データで真実はいくらでも曲げられる。曲げられるからこそ、そのデータ自体を固くするために、多角的な視点を用意する必要がある。固くするとは、自説を強める材料を集めることではなく、自説を否定しうる材料を先に手元に置いておくことである。否定できる準備をした人の主張だけが、否定されなかったときに強くなる。
後半では、この作法が二つの方向に展開された。ひとつは、公式統計や財務データの外側にある情報を使うオルタナティブデータ分析。もうひとつは、直接測れない概念を別の観測可能な指標で代替するプロキシ変数分析である。さらにゲストの上野氏(データサイエンティスト)、小島氏(医療系研究者)、渡辺氏(社会学)が加わり、交絡因子、実証主義の三段階、反証可能性、近代の二分法批判へと議論が広がっていく。最後には、マイキー氏自身がかつてアメリカで作った広告システム――クリック率だけを跳ね上げて売上に繋げず、その失敗をコンサル料に変換するという仕組み――が明かされ、「疑えないように設計する側」の視点が提示された。
講義が最初に置いた具体例は、二つの企業の比較である。片方は売上がまったく伸びておらず、営業利益もゼロだが、資金調達が非常にうまくいった。もう片方は資金調達もうまくいき、営業利益も伸びている。どちらが優良企業か。答えは明らかに後者である。だがフリーキャッシュフローの数値だけを見ると、この二つが同じ値になることがありうる。
ここで必要になるのが、キャッシュフローを営業キャッシュフローと投資キャッシュフローに分けて見る作業である。ひとつの合成された数字を、それを構成する要素に分解する。これが因数分解である。
| 企業 | 営業利益 | 資金調達 | フリーキャッシュフロー | 合成値だけを見た判断 | 分解後の判断 |
|---|---|---|---|---|---|
| A社 | ほぼゼロ | 非常に好調 | X | 同等に見える | 調達に依存した状態。事業自体は価値を生んでいない |
| B社 | 伸長 | 好調 | X | 事業と調達の両輪が回っている。明確に優位 |
表1:講義中の設例を整理したもの。同じ合成値でも、構成要素に分けると評価は逆転する。
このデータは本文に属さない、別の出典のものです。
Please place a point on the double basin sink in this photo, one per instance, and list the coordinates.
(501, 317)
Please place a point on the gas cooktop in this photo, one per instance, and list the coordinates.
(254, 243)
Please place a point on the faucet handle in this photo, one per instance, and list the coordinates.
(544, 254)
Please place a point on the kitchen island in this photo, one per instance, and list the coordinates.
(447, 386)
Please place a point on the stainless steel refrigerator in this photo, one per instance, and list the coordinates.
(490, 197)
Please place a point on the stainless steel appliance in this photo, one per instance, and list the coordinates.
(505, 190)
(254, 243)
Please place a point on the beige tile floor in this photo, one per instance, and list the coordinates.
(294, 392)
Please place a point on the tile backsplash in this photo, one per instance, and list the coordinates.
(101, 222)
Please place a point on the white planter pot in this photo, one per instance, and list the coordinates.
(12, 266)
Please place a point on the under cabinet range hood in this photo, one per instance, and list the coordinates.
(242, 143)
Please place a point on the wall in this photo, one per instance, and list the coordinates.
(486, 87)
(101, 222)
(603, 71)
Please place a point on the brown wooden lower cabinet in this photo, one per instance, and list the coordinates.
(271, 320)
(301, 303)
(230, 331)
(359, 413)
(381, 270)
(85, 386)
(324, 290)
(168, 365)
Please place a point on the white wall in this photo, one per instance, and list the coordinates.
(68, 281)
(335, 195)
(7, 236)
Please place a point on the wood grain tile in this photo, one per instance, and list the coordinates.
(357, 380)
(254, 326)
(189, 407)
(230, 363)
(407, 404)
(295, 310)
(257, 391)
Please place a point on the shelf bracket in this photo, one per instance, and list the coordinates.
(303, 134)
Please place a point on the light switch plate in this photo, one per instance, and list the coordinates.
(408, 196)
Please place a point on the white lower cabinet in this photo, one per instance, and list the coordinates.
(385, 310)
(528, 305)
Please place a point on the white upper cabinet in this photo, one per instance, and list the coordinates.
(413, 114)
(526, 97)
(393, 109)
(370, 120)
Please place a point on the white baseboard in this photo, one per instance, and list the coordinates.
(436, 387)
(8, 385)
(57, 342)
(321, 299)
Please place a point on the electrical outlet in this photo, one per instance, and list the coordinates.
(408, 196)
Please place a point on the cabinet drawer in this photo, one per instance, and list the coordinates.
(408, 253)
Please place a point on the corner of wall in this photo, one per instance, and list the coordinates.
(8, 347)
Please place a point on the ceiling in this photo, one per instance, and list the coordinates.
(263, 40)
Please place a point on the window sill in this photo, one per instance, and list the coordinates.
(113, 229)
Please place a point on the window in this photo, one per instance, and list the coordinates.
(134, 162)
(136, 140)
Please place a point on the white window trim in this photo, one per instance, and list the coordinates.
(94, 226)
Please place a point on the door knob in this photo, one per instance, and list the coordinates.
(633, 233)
講義で挙げられた分析手法は次の三つである。いずれも「観測された値を、説明できる部分と説明できない部分に切り分ける」という思想で共通している。
| 手法 | 英語名 | 何をする道具か |
|---|---|---|
| 残差分析 | residual analysis | モデルで説明できた部分を差し引き、残った誤差の構造を見る。想定外の要因が潜んでいる箇所を炙り出す。 |
| 回帰分析 | regression analysis | 複数の説明変数が結果にどれだけ寄与しているかを推定する。単純な相関を、他の変数を統制したうえでの寄与に置き換える。 |
| 分散分析/分散分解 | variance decomposition | 結果のばらつきが、どの要因からどれだけ来ているかを配分する。「何が効いているか」を量的に語れるようにする。 |
表2:講義中に列挙された分析手法。名称はClaudeが正式表記に補正。
音声認識では「リシルアナアナリシス」「バランスデコポジション」と記録されていた。文脈から前者は residual analysis(残差分析)、後者は variance decomposition(分散分解) を指していると判断し、本レポートでは正式名称で表記している。文脈から確定
ここで上野氏に発言が振られた。一般の発信者が「なぜその数字になったのか」という構成要素の部分まで説明することは、ほぼないという指摘である。だからこそ、後ろ側のストーリーを話す人の話が面白く聞こえる。逆に言えば、面白く聞こえる理由が「珍しいから」である時点で、市場全体の分析水準がその程度だということでもある。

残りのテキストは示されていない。